My guess is LOW.  Once the mixture has been mixed and melted all you need to do is to keep it warm enough to dip the bread into.  Too hot and the cheese might burn on the bottom.  Just a guess since I've never used a crock-pot for fondue.


----------



## lindsayanng (Jan 18, 2009)

The mini crock pots I dont THINK are nearly as powerful as the big ones. They arent made for cooking, they are made for keeping dips warm. With cheese, i would ASSUME that you need it to stay hotter than a typical sea food dip because you have to keep a mass of cheese from melting


----------



## GB (Jan 18, 2009)

Your problem is the cheese choice. Cheddar cheese alone will not give you that creamy texture you are looking for. Add equal parts of a Swiss type cheese (Ementhaler is traditional, but other Swiss cheeses will work too). You mentioned that you added beer. That is good because you do need some alcohol as well.


----------



## BreezyCooking (Jan 18, 2009)

The fondue I make is fairly identical to KatieE's. While I haven't had a fondue pot for years now, what I do is make it in regular saucepan on the stovetop & then poor it into a crockpot on "low" for serving.

Even without vegetarians coming to dinner, the chicken fondue is too dicey for me - especially for guests.  There's too much of a chance for someone to end up eating chicken not cooked well enough & becoming ill.


----------



## DramaQueen (Jan 18, 2009)

*I've been making one fondue in particular for 35 years and everyone always loves it.  It is my most popular one and it's so simple it's embarassing.

1 can Rotels tomatoes and chilis
1 lb. Velveeta cheese

Melt, mix well, dip CRUSTY rustic bread cubes and assorted veggies.  That's it.  Sooooo good and soooo simple.  I don't know why this one appeals to so many people but it does.*


----------



## lindsayanng (Jan 18, 2009)

well, i just wanted to come back and give an update.. 

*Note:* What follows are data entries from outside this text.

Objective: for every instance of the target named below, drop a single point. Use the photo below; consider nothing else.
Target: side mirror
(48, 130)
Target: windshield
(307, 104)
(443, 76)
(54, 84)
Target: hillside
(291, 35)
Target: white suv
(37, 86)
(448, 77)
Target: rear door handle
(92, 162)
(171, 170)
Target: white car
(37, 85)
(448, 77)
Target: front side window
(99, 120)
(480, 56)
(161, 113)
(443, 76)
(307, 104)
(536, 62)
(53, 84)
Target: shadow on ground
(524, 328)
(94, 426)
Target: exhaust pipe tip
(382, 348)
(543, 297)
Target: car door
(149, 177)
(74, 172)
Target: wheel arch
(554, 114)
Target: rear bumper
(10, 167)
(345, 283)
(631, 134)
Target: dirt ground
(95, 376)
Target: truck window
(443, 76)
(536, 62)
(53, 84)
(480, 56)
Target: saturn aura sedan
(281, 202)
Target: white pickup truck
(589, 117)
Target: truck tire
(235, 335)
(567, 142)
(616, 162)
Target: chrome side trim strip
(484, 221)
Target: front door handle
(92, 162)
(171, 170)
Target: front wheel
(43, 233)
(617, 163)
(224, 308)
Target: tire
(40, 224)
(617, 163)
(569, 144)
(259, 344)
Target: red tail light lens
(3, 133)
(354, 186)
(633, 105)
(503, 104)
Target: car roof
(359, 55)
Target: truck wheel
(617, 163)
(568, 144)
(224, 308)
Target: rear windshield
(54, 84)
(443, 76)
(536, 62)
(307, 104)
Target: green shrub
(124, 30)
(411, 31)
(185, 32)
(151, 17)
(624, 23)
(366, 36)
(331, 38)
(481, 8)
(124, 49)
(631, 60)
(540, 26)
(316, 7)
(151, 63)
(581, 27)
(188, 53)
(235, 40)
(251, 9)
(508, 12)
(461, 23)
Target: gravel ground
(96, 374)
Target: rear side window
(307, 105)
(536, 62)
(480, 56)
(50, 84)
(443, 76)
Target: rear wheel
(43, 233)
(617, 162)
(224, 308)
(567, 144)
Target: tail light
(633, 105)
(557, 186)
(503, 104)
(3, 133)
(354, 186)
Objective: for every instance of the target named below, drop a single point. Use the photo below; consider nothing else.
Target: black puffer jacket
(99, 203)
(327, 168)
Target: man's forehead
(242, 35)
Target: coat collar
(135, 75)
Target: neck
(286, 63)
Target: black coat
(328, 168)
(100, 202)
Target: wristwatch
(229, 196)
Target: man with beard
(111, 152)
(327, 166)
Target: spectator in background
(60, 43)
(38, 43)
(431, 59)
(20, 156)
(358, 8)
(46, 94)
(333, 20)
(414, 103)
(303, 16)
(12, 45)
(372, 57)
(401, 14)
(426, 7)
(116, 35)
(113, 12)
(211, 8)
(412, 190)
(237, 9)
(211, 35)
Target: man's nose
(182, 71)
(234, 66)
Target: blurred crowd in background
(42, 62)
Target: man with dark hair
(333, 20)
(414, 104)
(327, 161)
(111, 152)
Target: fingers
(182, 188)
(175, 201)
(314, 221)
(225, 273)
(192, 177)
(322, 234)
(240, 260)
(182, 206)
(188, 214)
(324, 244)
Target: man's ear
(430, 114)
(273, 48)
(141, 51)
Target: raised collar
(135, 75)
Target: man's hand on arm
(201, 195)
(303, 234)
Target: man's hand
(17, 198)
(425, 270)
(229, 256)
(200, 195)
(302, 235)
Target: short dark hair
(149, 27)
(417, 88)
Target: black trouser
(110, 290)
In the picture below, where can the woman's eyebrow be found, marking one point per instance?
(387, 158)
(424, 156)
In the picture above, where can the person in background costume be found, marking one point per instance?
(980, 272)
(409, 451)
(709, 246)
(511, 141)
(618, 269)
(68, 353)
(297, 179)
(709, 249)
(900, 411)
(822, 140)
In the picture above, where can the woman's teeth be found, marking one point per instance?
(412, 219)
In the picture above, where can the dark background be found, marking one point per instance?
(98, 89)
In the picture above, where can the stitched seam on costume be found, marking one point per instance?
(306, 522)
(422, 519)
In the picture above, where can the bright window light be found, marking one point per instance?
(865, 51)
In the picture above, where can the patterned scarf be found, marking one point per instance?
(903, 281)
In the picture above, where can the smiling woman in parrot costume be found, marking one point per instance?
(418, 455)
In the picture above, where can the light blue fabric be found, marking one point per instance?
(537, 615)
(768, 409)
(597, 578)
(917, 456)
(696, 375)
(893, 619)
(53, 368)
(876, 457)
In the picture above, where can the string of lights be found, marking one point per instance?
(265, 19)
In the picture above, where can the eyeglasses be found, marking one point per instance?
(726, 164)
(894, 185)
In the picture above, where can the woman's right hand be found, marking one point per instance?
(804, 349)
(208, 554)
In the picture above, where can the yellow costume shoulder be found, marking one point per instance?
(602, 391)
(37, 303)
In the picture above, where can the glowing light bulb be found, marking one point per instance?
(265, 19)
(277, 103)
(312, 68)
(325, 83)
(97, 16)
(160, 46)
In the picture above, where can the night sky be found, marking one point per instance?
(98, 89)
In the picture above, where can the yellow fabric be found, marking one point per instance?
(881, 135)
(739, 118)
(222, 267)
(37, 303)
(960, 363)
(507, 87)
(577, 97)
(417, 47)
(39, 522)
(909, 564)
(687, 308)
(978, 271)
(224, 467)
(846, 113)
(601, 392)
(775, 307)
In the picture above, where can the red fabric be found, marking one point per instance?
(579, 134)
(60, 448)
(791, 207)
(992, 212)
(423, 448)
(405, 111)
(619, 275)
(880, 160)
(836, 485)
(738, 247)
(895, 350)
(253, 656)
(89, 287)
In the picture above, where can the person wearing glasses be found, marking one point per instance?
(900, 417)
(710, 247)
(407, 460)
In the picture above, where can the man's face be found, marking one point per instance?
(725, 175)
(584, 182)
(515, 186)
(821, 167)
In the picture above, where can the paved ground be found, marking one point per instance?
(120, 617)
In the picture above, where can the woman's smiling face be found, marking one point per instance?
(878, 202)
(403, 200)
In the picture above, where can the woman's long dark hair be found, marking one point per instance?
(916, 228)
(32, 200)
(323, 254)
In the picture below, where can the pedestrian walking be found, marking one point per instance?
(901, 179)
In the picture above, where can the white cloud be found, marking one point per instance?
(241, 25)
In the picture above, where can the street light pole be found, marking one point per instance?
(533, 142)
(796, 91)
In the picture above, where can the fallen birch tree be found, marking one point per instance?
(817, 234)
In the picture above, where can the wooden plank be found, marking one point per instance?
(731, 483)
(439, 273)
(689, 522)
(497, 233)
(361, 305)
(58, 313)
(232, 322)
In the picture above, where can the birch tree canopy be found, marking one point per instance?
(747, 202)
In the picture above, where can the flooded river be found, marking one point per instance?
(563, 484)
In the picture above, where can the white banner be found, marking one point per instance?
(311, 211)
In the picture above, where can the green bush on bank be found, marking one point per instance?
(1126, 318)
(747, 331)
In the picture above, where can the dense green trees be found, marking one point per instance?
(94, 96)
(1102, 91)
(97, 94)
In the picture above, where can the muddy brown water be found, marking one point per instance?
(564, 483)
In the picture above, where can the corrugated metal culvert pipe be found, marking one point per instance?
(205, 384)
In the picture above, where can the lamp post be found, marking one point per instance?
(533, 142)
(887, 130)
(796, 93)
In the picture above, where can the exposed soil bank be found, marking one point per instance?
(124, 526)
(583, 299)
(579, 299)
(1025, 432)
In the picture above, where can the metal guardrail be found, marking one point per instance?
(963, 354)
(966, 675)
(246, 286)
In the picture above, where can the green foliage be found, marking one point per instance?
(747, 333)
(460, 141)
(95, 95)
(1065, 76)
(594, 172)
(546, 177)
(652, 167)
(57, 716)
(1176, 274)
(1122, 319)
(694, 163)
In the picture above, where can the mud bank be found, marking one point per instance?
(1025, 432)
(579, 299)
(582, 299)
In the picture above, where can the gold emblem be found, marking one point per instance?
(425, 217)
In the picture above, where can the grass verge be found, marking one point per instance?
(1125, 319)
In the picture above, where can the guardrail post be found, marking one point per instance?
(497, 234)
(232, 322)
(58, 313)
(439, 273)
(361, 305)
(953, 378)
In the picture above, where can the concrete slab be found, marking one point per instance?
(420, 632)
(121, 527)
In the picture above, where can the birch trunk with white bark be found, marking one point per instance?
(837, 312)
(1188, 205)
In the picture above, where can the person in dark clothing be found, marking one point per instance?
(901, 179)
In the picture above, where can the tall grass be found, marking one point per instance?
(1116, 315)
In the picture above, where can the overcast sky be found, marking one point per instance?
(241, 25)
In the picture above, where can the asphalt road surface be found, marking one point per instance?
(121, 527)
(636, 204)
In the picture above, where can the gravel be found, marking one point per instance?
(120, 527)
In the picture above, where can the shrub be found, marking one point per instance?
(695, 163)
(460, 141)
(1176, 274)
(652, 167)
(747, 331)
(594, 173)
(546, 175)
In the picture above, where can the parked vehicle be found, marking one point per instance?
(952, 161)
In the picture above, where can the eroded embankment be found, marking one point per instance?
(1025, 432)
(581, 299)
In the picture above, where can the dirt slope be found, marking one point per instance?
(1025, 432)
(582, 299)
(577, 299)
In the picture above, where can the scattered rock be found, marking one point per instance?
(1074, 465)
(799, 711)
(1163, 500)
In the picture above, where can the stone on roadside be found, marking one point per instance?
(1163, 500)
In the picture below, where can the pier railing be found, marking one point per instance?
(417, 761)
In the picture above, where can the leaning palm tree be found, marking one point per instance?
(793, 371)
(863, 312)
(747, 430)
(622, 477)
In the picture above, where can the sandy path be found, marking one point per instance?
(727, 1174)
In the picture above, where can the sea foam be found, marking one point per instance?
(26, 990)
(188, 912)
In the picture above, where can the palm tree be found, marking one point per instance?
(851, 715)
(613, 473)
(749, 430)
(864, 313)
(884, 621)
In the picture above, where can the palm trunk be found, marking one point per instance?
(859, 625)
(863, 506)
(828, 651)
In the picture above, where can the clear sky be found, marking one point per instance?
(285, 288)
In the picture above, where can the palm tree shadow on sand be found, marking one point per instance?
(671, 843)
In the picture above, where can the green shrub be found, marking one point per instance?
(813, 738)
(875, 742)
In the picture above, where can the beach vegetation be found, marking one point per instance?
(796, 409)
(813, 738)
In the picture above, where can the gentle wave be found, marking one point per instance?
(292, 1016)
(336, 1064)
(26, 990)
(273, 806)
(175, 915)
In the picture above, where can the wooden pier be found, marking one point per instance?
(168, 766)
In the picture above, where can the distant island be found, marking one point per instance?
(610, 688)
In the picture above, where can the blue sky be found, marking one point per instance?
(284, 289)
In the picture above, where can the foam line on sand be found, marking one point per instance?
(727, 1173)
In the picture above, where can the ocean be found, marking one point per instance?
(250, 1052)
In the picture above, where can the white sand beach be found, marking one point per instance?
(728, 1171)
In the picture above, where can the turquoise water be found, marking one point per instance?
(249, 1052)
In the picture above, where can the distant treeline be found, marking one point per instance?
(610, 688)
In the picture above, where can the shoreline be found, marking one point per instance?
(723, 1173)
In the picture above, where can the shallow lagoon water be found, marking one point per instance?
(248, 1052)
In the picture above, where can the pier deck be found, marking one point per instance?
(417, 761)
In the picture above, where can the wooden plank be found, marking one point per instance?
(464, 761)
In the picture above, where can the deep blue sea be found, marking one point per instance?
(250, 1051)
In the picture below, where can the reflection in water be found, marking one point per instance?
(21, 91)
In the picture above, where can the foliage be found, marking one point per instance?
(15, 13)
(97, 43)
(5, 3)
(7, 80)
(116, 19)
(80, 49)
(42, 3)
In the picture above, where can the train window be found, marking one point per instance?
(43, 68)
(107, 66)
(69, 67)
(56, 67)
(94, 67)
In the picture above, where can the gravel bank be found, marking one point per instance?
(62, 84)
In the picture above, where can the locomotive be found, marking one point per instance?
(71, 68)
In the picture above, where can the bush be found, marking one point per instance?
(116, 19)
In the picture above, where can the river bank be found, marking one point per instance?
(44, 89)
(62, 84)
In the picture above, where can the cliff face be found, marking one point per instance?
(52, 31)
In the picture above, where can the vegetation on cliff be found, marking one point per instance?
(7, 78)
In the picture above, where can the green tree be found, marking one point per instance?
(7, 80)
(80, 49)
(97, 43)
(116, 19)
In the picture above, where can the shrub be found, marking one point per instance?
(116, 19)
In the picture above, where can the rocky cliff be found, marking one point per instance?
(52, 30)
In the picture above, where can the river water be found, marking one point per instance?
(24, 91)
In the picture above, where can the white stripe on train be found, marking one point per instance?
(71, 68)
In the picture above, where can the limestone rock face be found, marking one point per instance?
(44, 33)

The fondue recipes that I ended up using when WONDERFULLY! They were from Food Network

Here's the link: http://www.foodnetwork.com/recipes/tyler-florence/cheese-fondue-recipe/index.html


----------



## BreezyCooking (Jan 19, 2009)

Actually, the "burnt crusty cheese" that nearly always forms on the bottom of a fondue pot is both traditional & desired.  It's absolutely DELICIOUS, & I've heard of people fighting over it - lol!!

After the fondue is done & that "crust" has cooled down, I always save it as a snack for myself the next day.  Nuked on a plate in the microwave a bit, & sliced up with some toast pieces - lovely.


----------



## jennyema (Jan 20, 2009)

Katie E's recipe is spot-on.

The most important thing about making fondue is to use GOOD QUALITY CHEESE.  And melt it slowly in the heated wine.  If the wine gets too hot the cheese will get grainy.


----------